The Stacks project

"if each neighbourhood of $x$ has infinitely many points, and each $A_{x'}$ has exactly two elements, then $\mathcal{F}_x$ has infinitely many elements"

I think this statement is false.

Take for ease of notation $A_x=\{0,1\}$. Take $X$ an infinite set and take $\tau$ a non-principal ultrafilter of $X$, and take the open sets of $X$ to be exactly those sets which are in $\tau$. Then for any point $x\in X$, any neighbourhood of $x$ contains infinitely many points.

But $\mathcal{F}_x$ has four points, one is given by the section $s\in\mathcal{F}(X)$ constant with $s_y=1$ for all $y\in X$, another is given by $t\in\mathcal{F}(X)$ such that $t_y=1$ iff $y=x$. The other two are by interchanging $1$ and $0$ for this two.
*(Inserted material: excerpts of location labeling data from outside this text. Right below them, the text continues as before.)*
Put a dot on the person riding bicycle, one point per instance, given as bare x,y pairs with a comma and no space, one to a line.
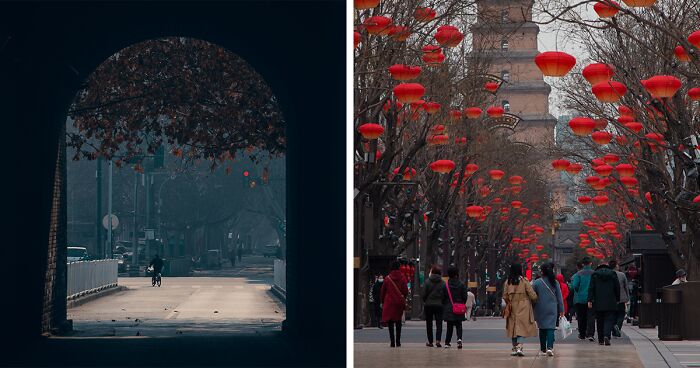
157,264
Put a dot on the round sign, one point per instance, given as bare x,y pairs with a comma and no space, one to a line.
115,222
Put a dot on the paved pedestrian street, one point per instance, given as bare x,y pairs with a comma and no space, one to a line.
217,302
485,345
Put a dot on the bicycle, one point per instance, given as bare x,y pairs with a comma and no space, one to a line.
155,278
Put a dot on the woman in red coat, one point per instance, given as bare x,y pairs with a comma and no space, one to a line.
393,297
564,291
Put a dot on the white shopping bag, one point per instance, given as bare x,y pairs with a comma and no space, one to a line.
564,327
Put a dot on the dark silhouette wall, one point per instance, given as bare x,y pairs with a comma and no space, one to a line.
48,49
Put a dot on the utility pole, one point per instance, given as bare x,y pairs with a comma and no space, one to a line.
99,242
109,210
135,237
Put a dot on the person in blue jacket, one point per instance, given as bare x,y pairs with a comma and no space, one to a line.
585,316
549,307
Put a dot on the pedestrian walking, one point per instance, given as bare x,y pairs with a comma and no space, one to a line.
549,307
454,300
432,293
393,298
624,299
680,277
603,296
471,304
564,292
376,302
520,319
584,315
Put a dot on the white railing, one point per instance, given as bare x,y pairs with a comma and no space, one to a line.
85,277
281,274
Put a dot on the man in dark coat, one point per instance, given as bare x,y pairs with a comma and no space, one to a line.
603,298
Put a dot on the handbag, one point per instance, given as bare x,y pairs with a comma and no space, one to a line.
405,303
457,308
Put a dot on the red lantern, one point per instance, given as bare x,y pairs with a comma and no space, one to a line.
424,14
474,211
409,92
639,3
694,94
404,72
662,85
582,126
601,137
604,9
366,4
442,166
491,86
603,170
370,131
681,55
448,36
694,39
609,91
555,63
496,174
634,126
472,112
378,25
495,111
597,73
625,170
574,168
560,165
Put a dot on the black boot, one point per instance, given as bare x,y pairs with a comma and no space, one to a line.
391,334
398,333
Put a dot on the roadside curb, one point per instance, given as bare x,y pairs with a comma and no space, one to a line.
279,293
90,297
652,352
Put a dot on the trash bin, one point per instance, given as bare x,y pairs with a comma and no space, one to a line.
648,310
670,314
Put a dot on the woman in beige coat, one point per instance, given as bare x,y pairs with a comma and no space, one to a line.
520,320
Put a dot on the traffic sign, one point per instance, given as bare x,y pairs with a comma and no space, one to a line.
115,222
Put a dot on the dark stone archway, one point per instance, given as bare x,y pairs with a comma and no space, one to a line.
48,49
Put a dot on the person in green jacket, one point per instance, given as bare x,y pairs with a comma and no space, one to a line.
585,316
432,301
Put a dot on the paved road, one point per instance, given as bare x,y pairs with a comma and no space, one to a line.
210,303
485,345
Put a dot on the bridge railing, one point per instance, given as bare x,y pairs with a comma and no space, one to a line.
85,277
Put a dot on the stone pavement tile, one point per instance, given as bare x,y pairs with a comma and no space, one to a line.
493,355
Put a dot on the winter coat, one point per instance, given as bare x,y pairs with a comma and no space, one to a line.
394,301
521,321
549,303
459,295
604,291
624,287
433,290
564,292
579,283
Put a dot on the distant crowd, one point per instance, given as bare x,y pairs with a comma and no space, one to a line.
599,299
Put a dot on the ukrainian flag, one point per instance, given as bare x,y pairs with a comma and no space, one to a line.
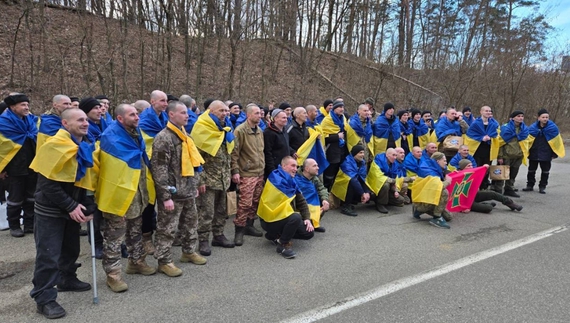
428,186
311,195
278,193
313,148
208,134
121,159
62,159
13,133
49,125
552,135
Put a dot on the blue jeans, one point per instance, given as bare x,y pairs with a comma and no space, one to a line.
57,249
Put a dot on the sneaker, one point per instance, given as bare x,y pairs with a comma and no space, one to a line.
439,222
51,310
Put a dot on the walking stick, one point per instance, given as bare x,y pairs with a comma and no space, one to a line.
92,237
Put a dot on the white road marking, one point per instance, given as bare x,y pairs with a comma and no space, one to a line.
387,289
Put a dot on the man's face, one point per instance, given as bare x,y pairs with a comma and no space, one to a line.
21,109
160,102
179,117
280,120
62,104
95,114
312,168
130,120
77,123
255,115
290,167
464,151
431,148
360,156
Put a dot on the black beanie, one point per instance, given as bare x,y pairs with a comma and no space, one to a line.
87,104
356,149
15,99
327,102
516,113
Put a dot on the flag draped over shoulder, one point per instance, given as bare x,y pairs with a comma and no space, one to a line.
463,188
508,131
208,134
278,193
428,185
309,191
348,169
552,135
476,132
13,133
121,159
63,159
49,125
313,148
355,131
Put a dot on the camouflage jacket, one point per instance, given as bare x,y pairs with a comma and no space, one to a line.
216,174
166,168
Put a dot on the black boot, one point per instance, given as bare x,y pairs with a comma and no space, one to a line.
238,240
250,230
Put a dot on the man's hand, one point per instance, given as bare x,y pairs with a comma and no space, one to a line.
168,205
308,225
325,206
78,216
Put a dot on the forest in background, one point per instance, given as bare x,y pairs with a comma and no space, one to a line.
428,54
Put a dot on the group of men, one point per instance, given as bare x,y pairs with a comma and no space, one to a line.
158,174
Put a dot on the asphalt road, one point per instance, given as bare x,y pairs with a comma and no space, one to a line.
500,267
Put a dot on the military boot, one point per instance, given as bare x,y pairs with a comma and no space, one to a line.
139,267
147,243
250,230
115,282
170,270
238,240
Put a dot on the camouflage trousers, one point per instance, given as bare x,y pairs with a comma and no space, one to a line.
184,217
213,213
249,193
434,210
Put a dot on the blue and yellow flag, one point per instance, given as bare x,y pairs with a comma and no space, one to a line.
208,134
121,159
348,169
313,148
49,125
311,195
13,133
278,193
552,135
63,159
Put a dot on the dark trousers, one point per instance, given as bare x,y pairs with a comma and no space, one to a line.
57,249
21,191
292,227
545,173
149,219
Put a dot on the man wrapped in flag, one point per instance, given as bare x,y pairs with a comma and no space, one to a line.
122,193
18,133
350,184
430,193
314,192
277,214
62,163
545,144
381,179
513,151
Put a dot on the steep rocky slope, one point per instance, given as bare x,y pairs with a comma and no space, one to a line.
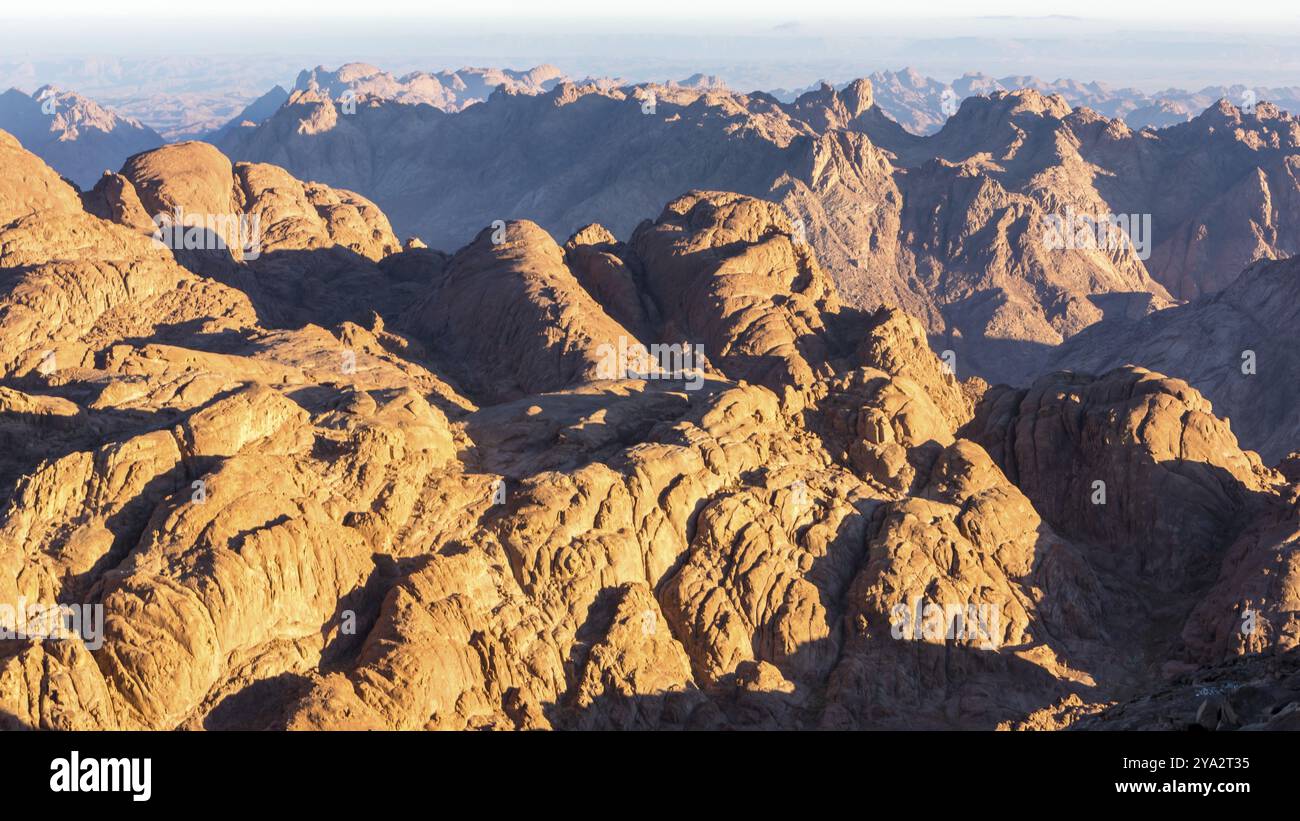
346,485
949,227
76,135
1234,347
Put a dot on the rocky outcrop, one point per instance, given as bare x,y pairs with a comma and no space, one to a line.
352,485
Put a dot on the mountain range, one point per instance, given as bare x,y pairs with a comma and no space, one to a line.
404,403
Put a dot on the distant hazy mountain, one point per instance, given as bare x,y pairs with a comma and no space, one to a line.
450,91
255,112
921,104
242,459
77,137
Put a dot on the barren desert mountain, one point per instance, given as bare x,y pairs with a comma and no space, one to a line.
330,481
1234,347
923,104
948,227
76,135
1220,189
447,90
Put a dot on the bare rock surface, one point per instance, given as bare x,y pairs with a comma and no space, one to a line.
350,483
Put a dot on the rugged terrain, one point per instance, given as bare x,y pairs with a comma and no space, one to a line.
334,479
948,227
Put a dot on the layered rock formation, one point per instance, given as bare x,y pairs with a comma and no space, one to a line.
73,134
952,227
345,483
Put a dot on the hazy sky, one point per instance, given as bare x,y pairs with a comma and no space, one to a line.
749,43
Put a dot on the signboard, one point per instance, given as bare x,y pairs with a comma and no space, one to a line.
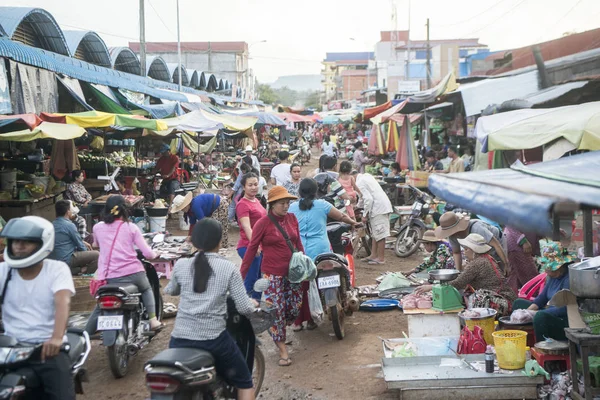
409,87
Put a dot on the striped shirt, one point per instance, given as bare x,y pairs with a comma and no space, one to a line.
202,316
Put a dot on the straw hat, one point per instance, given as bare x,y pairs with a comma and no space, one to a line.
429,236
476,243
279,193
180,202
554,256
451,223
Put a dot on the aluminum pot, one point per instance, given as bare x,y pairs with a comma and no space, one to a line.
584,278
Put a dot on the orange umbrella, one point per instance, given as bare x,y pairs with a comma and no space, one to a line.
392,143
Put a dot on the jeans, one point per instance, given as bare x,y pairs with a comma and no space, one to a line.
55,374
544,323
253,274
141,281
229,360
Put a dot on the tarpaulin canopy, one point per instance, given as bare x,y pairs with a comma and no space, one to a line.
531,128
97,119
524,196
45,130
31,120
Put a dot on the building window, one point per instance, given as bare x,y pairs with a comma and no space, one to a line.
422,54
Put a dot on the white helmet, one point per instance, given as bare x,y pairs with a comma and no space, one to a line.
35,229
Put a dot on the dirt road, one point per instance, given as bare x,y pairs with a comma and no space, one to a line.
323,366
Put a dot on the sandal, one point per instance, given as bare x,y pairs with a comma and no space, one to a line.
285,362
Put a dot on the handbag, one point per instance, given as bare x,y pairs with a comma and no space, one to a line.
96,284
301,267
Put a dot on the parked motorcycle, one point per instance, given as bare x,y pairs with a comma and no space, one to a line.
19,381
336,277
189,374
124,320
407,242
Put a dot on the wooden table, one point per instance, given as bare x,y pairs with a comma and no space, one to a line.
586,342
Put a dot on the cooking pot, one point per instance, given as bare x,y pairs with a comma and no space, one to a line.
584,278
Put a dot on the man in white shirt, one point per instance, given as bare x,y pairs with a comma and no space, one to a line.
36,299
377,209
280,174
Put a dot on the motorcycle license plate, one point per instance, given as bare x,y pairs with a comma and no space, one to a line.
329,281
110,322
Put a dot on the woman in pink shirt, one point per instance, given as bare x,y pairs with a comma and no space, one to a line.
117,239
249,211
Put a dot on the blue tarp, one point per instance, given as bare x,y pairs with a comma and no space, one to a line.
524,196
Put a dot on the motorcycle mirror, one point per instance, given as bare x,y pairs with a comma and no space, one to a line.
261,285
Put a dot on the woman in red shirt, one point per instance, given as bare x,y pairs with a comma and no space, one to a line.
284,296
249,210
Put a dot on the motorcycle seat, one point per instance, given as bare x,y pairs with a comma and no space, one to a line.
193,359
128,288
77,343
331,257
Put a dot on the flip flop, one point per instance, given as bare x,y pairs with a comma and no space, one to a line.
285,362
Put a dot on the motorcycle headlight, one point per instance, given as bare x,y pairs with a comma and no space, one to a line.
19,354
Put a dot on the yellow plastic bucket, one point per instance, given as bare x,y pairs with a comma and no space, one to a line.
510,348
486,321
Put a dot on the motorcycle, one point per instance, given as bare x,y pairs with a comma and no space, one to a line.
189,374
19,381
336,277
407,242
124,320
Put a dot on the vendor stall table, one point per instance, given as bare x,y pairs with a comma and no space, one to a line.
423,378
586,342
42,207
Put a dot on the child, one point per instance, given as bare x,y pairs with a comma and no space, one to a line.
440,258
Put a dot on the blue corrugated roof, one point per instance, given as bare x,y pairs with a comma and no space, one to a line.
348,56
89,72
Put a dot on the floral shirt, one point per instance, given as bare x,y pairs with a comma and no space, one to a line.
78,194
441,258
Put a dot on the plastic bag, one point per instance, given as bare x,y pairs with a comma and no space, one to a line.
314,302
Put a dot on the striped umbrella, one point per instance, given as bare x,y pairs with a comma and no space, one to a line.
392,143
376,142
407,155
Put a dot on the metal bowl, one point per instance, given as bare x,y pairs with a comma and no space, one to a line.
444,275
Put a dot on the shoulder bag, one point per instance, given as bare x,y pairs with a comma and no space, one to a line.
301,267
95,284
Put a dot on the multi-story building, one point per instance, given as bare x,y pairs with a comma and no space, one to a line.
395,49
227,60
346,75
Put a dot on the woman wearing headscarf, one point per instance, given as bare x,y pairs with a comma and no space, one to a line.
312,214
204,282
284,296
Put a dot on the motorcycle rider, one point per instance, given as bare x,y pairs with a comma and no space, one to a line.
36,294
204,282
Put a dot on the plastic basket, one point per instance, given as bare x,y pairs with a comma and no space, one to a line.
510,348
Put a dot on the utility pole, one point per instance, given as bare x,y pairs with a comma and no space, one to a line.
142,39
428,58
178,50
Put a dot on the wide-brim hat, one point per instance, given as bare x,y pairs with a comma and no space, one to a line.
475,242
430,237
279,193
554,255
180,202
450,224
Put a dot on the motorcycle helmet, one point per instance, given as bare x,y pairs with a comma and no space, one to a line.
323,180
35,229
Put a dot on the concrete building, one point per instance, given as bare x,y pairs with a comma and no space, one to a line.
394,50
225,60
345,75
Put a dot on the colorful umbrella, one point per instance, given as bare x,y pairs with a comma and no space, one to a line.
376,142
392,143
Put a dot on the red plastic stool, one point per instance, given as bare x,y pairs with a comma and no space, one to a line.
165,267
543,358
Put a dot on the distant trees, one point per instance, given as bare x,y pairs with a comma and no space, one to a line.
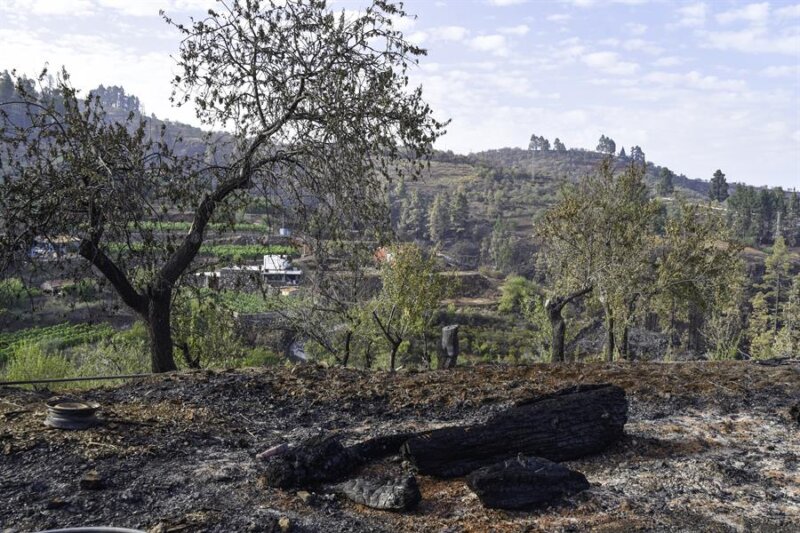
410,294
601,239
665,187
439,218
637,155
498,247
718,190
772,330
538,143
459,213
606,145
412,222
759,215
324,121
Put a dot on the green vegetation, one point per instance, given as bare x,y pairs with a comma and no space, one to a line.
57,337
242,252
173,225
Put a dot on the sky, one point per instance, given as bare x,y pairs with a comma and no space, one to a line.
698,85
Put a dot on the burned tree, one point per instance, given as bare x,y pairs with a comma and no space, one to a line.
320,114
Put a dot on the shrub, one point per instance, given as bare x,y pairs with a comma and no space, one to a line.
30,361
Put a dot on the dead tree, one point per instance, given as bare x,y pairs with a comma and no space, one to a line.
448,355
553,307
566,425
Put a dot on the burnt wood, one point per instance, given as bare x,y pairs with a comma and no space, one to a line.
398,494
525,483
566,425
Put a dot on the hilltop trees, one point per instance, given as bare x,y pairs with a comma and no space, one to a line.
601,239
606,145
322,122
719,187
538,143
665,186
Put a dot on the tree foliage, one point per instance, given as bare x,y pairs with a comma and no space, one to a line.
321,113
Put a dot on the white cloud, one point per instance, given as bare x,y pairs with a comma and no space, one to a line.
493,44
418,37
692,15
559,18
642,46
788,12
520,29
694,80
752,13
48,7
609,62
636,29
755,40
782,71
669,61
503,3
449,33
85,8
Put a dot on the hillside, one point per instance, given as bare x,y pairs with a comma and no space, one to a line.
707,446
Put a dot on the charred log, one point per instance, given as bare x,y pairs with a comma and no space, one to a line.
525,483
399,494
569,424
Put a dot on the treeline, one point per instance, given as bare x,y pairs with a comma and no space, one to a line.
759,215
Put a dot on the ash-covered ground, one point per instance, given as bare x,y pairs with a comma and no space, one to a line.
708,447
This are the only four because for any $r\in\mathcal{F}(U)$ with $U\in\tau$ we can define $A=\{y\in U: r_y=0\}$ and $B=\{y\in U: r_y=1\}$ so that $A\cup B=U$, and as $\tau$ is an ultrafilter then either $A\in\tau$ or $B\in\tau$, this with $r_x=0$ or $r_x=1$ correspond to the four elements.

(There seems to be a problem in my computer with the subscripts in the preview)

The preview should now be fine, there was a silly mistake in the code. I will let Johan handle the math :).

Yes, very good! How bizarre to get 4 elements! I replaced it with the statement: $x = \lim x_n$ with $x_n \not = x$ and all sets have two elements then the stalks are infinite. The fix is here. Stop by my office if you are in NY and I'll give you a Stacks project mug, if I have't run out by then.